Construction to start on housing site for artists
“Construction will begin in earnest this month on the Working Artists Ventura project, a $57 million housing and studio development designed for artists and creative businesses in downtown Ventura. With a handful of other private developments delayed or at a standstill, some city leaders consider the artists project to be the most important local economic catalyst in a decade.”
Ventura County Star (CA), 2/9/2008
First Salinas arts congress strives to boost business, young minds
In California, “[a]bout 100 of Salinas’ most creative citizens met Thursday to help generate and shape a vigorous future for the city’s arts. The Sherwood Hall event was the first-ever Salinas Arts Congress. . . . Citizens’ ideas included: A city-wide arts festival; Displaying art in vacant downtown buildings; A grant writer to get money to promote the arts in Salinas; A cultural arts center; An arts effort that is ethnically diverse and open to all. Those and other goals added up to a blueprint for action, which will undergo refinement and planning at the next Salinas Arts Congress, set for March 17.”

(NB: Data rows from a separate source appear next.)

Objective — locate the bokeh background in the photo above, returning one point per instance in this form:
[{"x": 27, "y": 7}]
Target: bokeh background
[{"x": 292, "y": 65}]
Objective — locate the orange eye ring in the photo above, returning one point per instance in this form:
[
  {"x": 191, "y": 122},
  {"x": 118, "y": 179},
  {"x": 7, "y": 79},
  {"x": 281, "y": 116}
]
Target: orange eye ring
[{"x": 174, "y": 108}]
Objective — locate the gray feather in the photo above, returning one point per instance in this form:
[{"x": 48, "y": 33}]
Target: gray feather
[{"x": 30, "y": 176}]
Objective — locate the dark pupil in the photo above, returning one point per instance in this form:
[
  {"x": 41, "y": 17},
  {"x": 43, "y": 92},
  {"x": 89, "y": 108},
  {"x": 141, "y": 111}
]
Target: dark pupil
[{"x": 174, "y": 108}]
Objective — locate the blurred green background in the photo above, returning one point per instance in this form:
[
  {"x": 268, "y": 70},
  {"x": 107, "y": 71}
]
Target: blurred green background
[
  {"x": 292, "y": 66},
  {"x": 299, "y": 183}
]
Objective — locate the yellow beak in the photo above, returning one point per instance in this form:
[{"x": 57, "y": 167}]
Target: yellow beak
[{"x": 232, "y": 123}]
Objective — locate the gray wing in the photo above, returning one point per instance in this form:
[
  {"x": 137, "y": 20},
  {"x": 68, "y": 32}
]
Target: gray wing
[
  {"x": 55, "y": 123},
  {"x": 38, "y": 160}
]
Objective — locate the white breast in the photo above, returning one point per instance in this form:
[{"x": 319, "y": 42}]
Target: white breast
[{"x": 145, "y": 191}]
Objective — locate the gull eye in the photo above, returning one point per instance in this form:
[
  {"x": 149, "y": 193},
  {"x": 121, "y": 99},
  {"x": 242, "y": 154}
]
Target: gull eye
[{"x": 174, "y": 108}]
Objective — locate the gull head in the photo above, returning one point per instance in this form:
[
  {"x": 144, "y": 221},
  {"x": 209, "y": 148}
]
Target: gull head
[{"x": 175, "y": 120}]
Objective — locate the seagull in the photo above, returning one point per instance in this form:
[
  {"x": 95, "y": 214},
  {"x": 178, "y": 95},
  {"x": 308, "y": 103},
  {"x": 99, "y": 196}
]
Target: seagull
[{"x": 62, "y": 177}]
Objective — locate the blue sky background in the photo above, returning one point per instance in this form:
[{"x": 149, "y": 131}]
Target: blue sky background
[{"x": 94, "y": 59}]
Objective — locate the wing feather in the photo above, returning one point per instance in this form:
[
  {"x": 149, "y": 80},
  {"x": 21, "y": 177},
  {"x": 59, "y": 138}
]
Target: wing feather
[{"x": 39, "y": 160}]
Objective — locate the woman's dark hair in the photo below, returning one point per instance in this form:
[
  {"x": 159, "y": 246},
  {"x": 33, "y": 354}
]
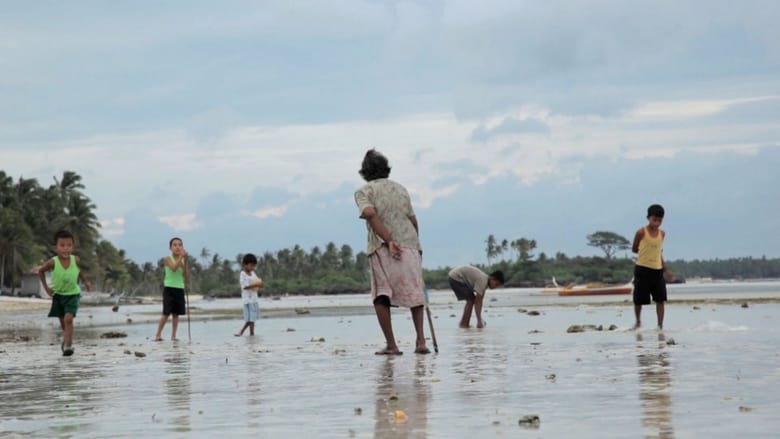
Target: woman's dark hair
[
  {"x": 374, "y": 166},
  {"x": 498, "y": 275},
  {"x": 655, "y": 210},
  {"x": 63, "y": 234}
]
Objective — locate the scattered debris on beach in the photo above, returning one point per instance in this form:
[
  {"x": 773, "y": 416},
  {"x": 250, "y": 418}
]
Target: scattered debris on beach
[
  {"x": 583, "y": 328},
  {"x": 529, "y": 421},
  {"x": 399, "y": 416}
]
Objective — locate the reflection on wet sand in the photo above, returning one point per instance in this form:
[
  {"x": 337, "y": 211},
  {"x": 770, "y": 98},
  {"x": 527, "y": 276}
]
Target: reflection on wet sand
[
  {"x": 178, "y": 387},
  {"x": 57, "y": 388},
  {"x": 403, "y": 392},
  {"x": 655, "y": 387},
  {"x": 252, "y": 387}
]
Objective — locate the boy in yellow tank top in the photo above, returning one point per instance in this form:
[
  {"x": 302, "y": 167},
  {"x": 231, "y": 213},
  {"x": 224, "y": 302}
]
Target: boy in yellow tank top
[
  {"x": 64, "y": 289},
  {"x": 650, "y": 272}
]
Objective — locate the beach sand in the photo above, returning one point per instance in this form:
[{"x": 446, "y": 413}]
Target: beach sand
[{"x": 713, "y": 372}]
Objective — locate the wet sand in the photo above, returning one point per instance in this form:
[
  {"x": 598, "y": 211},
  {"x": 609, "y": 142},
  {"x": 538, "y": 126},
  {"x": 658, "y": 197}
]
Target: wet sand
[{"x": 714, "y": 371}]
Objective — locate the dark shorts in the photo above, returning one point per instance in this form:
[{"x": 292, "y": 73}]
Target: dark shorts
[
  {"x": 173, "y": 301},
  {"x": 64, "y": 304},
  {"x": 461, "y": 290},
  {"x": 648, "y": 283}
]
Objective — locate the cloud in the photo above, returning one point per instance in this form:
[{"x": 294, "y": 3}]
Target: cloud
[
  {"x": 181, "y": 223},
  {"x": 510, "y": 125},
  {"x": 268, "y": 212}
]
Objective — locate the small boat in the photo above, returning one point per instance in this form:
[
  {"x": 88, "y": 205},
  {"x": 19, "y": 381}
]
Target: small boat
[
  {"x": 592, "y": 289},
  {"x": 586, "y": 290}
]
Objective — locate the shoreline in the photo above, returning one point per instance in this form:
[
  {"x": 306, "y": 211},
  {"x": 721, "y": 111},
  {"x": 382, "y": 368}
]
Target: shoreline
[{"x": 101, "y": 315}]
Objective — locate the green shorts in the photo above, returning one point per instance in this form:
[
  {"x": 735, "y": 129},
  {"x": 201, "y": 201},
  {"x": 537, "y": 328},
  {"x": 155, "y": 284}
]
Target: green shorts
[{"x": 64, "y": 304}]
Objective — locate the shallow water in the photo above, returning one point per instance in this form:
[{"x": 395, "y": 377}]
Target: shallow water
[{"x": 720, "y": 379}]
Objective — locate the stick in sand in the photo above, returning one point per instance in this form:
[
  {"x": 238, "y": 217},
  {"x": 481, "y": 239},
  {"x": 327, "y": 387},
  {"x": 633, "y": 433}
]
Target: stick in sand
[
  {"x": 430, "y": 321},
  {"x": 187, "y": 303}
]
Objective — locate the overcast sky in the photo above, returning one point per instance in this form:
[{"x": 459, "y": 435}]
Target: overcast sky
[{"x": 240, "y": 126}]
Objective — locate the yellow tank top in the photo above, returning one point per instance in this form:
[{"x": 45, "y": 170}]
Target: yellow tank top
[{"x": 650, "y": 250}]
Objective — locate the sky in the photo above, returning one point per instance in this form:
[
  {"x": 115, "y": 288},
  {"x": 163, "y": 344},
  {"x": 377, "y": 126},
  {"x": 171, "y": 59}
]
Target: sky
[{"x": 240, "y": 125}]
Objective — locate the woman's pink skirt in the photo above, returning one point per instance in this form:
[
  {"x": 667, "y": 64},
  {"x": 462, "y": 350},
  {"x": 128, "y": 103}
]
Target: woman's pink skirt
[{"x": 398, "y": 279}]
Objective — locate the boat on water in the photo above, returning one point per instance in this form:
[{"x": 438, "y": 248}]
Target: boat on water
[{"x": 591, "y": 289}]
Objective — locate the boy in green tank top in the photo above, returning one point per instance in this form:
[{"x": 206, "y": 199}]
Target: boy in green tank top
[
  {"x": 64, "y": 289},
  {"x": 176, "y": 274}
]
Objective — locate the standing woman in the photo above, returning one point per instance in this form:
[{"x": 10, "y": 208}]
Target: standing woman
[{"x": 393, "y": 251}]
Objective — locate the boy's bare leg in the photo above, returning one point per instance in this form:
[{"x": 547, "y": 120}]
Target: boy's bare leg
[
  {"x": 659, "y": 312},
  {"x": 160, "y": 326},
  {"x": 383, "y": 316},
  {"x": 67, "y": 323},
  {"x": 638, "y": 314},
  {"x": 478, "y": 309},
  {"x": 174, "y": 326},
  {"x": 464, "y": 321},
  {"x": 419, "y": 328}
]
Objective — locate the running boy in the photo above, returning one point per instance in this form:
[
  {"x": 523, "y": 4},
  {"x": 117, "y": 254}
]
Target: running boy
[
  {"x": 250, "y": 284},
  {"x": 469, "y": 284},
  {"x": 64, "y": 290},
  {"x": 176, "y": 275},
  {"x": 650, "y": 272}
]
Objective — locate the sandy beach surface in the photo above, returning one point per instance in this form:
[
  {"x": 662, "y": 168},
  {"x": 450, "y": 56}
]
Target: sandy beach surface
[{"x": 310, "y": 371}]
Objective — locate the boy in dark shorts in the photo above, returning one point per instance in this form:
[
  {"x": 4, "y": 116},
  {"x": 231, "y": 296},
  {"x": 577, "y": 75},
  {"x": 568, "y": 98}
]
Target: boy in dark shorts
[
  {"x": 176, "y": 275},
  {"x": 470, "y": 283},
  {"x": 650, "y": 273},
  {"x": 64, "y": 291}
]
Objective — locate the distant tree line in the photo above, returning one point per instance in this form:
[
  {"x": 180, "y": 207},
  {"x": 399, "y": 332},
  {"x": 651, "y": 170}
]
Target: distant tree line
[{"x": 30, "y": 214}]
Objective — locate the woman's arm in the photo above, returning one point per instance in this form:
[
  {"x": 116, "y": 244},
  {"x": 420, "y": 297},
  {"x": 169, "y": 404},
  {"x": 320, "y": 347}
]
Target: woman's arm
[
  {"x": 82, "y": 276},
  {"x": 637, "y": 238},
  {"x": 371, "y": 217}
]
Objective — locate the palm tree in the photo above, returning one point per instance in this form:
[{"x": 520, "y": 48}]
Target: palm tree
[{"x": 18, "y": 250}]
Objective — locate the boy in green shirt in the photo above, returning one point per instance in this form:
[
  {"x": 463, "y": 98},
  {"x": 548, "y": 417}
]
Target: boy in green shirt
[{"x": 64, "y": 289}]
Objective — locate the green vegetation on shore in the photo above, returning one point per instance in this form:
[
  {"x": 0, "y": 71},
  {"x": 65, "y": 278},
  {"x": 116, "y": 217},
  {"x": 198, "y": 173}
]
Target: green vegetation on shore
[{"x": 31, "y": 213}]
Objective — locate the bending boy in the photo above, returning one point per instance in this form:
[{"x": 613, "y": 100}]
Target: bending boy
[{"x": 470, "y": 283}]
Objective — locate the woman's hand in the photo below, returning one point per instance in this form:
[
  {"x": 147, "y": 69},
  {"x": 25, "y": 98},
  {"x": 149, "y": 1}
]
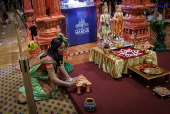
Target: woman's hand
[{"x": 76, "y": 80}]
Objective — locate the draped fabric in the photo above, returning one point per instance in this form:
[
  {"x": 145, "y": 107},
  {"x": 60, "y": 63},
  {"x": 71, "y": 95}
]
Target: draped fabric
[{"x": 116, "y": 66}]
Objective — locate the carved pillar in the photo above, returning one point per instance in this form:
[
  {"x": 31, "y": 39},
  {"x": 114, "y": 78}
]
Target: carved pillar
[
  {"x": 55, "y": 9},
  {"x": 135, "y": 19},
  {"x": 97, "y": 3},
  {"x": 27, "y": 6},
  {"x": 40, "y": 8}
]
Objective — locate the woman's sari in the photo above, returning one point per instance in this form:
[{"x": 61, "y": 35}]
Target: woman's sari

The Californian (Salinas, CA), 2/7/2008
Giving the Arts More Room to Grow
“Cultural groups throughout the [Washington, D.C.] region are lining up for a new kind of casting call, hoping to be chosen by Arlington County to play a leading part in the county’s transformation from a suburban bedroom community to an artistic mecca. Arlington County recently finalized a deal with a Rosslyn developer that will allow it to offer the former Newseum rent-free for 10 years, presenting arts organizations with the prospect of getting a world-class performance space.”
Washington Post, 2/7/2008
Latino culture, heritage thrive in suburbs
“No longer isolated in pockets like southwest Detroit, the region’s Latinos are spreading, mirroring a nationwide trend of suburban growth among Hispanics. . . . The Latino population grew by about 4,500 people in Detroit from 2000 to 2006, a 9.5% increase, U.S. Census figures show. But in Detroit’s suburbs, it grew by nearly 23,000 people, a 32% increase.”